Thursday, June 25, 2009

I'm in A Bad Mood on the Economy Again

An article in the WSJ about the potentially vicious downward spiral in business capital investment made me revert to my previous gloom and doom position on the economy.

In macroeconomics there is a classic equation to express national income: Y = C+I+G+nX. The Y is national income, the C is consumption, the I is investment, the G is government, and the nX is net exports. C is way down right now because people are not consuming since many are unemployed. I is down as well because people are scared to death to invest right now. No sense investing if people aren't consuming and we have a Commander in Chief who doesn't know what he's doing. Of course life moves on and people still care about their finances. Nevertheless insane fiscal policies dampen the outlook.
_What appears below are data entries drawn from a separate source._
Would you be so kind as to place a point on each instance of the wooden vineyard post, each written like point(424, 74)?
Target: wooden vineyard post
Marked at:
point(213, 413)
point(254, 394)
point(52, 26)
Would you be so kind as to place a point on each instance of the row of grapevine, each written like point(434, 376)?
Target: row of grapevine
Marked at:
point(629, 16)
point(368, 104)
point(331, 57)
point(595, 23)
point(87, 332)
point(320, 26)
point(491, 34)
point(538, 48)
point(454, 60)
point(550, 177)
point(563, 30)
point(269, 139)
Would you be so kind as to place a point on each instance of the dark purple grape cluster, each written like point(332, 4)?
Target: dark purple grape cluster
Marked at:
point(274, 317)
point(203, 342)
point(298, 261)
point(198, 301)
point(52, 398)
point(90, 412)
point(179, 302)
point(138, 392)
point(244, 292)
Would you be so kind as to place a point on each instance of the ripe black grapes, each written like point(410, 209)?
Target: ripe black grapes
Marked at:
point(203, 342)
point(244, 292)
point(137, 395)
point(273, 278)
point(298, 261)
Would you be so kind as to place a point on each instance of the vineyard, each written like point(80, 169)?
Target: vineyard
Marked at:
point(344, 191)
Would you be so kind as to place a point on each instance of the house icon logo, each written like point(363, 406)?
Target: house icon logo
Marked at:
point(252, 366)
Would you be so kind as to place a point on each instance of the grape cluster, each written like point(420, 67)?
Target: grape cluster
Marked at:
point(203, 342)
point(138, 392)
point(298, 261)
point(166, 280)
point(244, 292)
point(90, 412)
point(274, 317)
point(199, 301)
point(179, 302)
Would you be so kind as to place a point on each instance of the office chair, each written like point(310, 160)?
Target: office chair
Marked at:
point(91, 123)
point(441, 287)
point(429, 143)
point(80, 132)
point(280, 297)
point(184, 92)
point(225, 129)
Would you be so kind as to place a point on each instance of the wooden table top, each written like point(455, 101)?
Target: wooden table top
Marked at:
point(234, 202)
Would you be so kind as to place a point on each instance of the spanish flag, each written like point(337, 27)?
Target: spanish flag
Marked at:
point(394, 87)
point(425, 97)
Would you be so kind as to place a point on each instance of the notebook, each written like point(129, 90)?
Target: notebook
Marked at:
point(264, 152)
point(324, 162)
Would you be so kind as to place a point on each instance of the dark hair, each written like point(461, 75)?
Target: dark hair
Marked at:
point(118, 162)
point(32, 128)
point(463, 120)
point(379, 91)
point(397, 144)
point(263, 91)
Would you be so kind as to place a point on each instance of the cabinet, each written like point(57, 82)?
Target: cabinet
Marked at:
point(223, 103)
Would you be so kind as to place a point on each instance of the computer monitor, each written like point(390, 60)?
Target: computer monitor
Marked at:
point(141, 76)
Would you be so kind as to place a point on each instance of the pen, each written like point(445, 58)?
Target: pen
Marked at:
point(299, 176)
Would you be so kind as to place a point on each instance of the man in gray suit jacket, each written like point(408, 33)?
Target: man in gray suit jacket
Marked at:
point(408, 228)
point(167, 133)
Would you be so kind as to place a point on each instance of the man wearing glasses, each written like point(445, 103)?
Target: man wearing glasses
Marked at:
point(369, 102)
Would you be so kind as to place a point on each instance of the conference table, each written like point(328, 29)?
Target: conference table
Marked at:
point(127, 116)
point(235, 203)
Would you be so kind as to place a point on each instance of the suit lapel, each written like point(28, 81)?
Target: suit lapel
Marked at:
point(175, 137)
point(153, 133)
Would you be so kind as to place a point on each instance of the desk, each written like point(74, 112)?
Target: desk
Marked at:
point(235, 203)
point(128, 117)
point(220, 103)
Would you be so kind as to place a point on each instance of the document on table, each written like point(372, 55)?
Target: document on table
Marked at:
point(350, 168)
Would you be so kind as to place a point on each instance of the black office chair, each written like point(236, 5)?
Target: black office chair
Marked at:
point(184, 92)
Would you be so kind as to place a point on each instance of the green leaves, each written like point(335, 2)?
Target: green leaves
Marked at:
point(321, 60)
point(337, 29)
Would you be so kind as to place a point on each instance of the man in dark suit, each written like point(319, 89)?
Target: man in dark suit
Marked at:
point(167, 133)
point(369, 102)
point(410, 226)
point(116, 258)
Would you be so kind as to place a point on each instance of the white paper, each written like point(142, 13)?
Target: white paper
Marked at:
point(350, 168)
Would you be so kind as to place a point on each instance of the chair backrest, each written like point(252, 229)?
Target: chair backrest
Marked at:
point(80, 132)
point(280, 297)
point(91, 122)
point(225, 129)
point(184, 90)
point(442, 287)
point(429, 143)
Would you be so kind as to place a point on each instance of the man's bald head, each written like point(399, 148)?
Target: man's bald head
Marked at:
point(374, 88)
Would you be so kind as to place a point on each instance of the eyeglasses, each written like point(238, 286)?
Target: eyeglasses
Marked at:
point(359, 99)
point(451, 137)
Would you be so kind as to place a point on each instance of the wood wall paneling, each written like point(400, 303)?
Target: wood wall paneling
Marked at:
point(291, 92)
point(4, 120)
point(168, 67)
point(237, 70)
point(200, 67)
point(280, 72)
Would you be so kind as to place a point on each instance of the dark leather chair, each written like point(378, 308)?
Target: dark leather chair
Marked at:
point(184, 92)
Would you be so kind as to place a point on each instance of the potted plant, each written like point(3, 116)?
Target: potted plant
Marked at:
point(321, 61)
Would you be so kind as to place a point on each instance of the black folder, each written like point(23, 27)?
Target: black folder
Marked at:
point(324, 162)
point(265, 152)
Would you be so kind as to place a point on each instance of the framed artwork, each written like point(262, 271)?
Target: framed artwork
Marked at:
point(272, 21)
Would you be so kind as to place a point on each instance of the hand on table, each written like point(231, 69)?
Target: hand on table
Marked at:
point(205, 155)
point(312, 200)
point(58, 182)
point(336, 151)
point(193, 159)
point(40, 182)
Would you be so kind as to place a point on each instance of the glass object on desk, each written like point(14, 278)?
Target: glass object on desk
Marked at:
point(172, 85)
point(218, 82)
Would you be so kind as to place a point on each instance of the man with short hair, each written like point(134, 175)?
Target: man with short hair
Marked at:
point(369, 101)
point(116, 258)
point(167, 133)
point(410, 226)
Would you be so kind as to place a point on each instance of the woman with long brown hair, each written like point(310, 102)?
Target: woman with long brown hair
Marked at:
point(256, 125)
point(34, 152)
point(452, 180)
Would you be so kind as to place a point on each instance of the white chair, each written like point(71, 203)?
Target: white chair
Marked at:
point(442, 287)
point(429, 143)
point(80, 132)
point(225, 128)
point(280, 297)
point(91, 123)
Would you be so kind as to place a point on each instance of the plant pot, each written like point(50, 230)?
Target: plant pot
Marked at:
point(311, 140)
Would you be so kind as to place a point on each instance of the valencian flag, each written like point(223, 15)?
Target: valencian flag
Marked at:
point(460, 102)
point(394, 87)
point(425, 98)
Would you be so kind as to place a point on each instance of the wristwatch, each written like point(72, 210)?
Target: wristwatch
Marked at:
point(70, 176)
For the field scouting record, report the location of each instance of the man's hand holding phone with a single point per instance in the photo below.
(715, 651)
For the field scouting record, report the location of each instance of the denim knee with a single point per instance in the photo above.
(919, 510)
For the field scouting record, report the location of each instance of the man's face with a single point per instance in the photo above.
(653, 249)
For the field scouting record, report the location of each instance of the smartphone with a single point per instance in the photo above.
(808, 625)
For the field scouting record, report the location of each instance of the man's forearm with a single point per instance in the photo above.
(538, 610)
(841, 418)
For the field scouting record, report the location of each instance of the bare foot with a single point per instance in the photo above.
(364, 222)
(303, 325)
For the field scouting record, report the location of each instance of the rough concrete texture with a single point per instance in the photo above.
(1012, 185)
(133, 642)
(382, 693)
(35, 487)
At least G is massively on the rise. The problem with expanding G via cartoon level spending is that it is too phased in and takes too long. It could be useful if it enters the economy upfront and just shocks demand and C. Unfortunately, there is the lag in fiscal policy that entry level econ students learn about. Phasing in G over multiple years doesn't have the effect of the other options such as tax cuts or investment tax credits do. In fact, it ends up just wasting money and delaying recovery since the focus is on providing jobs rather than encouraging people to invest, take risks, and become entrepreneurs who may provide a valuable product or service heretofore unknown such as Microsoft in the 1980s or Cisco or even Starbucks.

So all in all, I truly think economists are in for a rude awakening. I truly don't see a recovery anytime soon. The other day I thought I was seeing some gloom but the doom was dissipating. But I still can't help but feel that both of our harsh friends will be with us for some time to come. All the while, Obama's favored by 60% of the American people. Apparently it's still W's fault. Amazing.